After the Planning and Zoning Commission did not recommend approval for the project, McGuigan-Kleinstuber said the commission made the right decision. She worried “about the impact on the community, the quality of life in general,” she said.
âWe all live here because it’s ‘The Quiet Resorts’. We appreciate the natural beauty, the slower kind of lifestyle. In Fenwick we only have a few hotels. It is not a big hotel town. I think that’s why people live here and love it here.
âWetlands are found all over this area. I’m sure a buffer zone will be needed before they can build, but even the simple placement of impermeable surfaces – the pavement – and the development of this zone will have a major impact on the whole, âhe said. she declared.
Others, in public hearings, spoke out against overdevelopment which they feared would force them out of their homes and said that when rescuing the injured by airlifting them to a hospital, the property in question is one of the safest areas for a helicopter to land because other places have too many poles, wires, people, and vehicles.
Opponents also said they feared there might not be enough parking at the hotel, that 70 rooms mean hundreds of people causing foot traffic and traffic jams, and called for an independent study. impact on traffic. They claimed that Freeman had no right to “violate our lands and take our wetlands,” saying it was possible on some Saturdays to jog from Route 54 to Fenwick Island beach faster than drive there. âEnough is enough,â they said.
Farmer Henry Bennett, whose ancestors once owned the property Freeman wants to build on, has said he loves Sussex County, but the constant ‘buffering’ of development makes life difficult. Farming is still the # 1 business in Delaware, but getting equipment from one side of the road to the other is difficult due to heavy traffic, he said.
âSurrounded by sprawl, we cannot continue to cultivate. I strongly oppose this project, and I think it’s a little ridiculous that we have to quit work in the middle of our busiest season to come here and ask the departmental council not to approve this project. â¦ Your property rights end when they infringe upon ours, âBennett said.
He claimed that the landscaping around the hotel and restaurant would cause toxic chemicals to flow into the bay during high tide or during a storm.
âNo one will catch crabsâ¦ or anything for generations,â he predicted.
At the County Council Public Hearing, Rieley commented, âSaturday morning on Highway 54 isn’t fun, let’s be honest. And we’re going to add something like 1,200 more trips. â¦ It’s like blowing more air into a balloon that’s already full enough, âsaid Rieley.
But attorney James Fuqua, representing Freeman, said the worst summer traffic was usually over by the end of July, that the area was a tourist destination “and that’s it.”
Fuqua told the council that a land use decision is not a popularity contest and should not be made by them based on objections heard at the P&Z hearing, at a meeting of the advice or in writing.

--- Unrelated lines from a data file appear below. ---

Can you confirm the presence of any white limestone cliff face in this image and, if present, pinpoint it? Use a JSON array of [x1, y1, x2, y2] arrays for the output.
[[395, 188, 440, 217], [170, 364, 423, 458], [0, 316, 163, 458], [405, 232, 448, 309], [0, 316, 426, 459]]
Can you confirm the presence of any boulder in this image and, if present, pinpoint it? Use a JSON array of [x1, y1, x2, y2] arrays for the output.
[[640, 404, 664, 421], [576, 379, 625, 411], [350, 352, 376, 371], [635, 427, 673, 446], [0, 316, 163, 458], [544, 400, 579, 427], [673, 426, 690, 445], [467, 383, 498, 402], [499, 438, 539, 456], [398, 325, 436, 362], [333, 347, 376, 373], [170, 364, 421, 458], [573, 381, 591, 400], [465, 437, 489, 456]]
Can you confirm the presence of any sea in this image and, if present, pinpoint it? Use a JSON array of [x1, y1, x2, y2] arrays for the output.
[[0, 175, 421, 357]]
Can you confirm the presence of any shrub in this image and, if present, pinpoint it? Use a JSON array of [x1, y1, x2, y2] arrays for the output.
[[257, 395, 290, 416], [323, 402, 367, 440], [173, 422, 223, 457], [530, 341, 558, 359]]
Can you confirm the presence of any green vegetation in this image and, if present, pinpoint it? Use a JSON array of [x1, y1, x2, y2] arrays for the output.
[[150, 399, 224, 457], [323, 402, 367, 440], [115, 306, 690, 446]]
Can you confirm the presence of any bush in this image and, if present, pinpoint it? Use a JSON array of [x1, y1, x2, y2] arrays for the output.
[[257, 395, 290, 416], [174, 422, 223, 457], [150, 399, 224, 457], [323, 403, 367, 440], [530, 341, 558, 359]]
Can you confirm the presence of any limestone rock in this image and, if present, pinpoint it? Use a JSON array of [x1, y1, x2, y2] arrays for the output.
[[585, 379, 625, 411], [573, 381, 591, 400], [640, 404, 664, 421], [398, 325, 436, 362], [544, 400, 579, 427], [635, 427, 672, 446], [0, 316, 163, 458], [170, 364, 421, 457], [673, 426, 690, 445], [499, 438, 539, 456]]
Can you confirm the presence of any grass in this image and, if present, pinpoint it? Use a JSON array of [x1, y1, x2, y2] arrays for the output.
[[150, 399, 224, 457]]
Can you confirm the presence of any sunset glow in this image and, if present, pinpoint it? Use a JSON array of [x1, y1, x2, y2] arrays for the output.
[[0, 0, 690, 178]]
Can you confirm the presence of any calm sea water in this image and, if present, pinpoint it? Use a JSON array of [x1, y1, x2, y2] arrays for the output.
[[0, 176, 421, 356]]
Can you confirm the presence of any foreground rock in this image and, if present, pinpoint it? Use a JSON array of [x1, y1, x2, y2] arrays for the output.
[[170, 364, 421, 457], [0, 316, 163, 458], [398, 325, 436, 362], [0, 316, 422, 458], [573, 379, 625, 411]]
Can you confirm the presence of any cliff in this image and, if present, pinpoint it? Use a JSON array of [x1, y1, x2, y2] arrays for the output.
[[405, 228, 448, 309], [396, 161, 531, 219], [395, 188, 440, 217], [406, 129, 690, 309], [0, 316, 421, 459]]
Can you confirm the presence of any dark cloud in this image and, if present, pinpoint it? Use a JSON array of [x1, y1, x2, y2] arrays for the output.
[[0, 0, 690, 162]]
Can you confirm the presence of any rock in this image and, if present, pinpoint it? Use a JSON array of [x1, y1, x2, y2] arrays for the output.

He said Freeman is not automatically entitled to approval, but because the project is on a main road, would be served by water and central sewers, is a mile from Fenwick Island and seeks to maintain the county’s objective as a tourist destination “these considerations, in fact and in law, entitle them to your approval.”
Fuqua assured the council that there would be 237 parking spaces at the hotel – more than needed – with lighted parking areas, and that the restaurant would be upscale and not a fast food establishment. The outdoor dining area would be on the west side of the building, with a view of the wetlands and the bay. Eating out would end at 10 p.m., and music and entertainment was not allowed outside, to make sure it wasn’t noisy.
A landscaped buffer zone is also planned along Route 54 and on the west side of Bennett Avenue and throughout the parking area.
Fuqua said Freeman is asking for conditional use and not a zone change, allowing council to place conditions on the project if approved.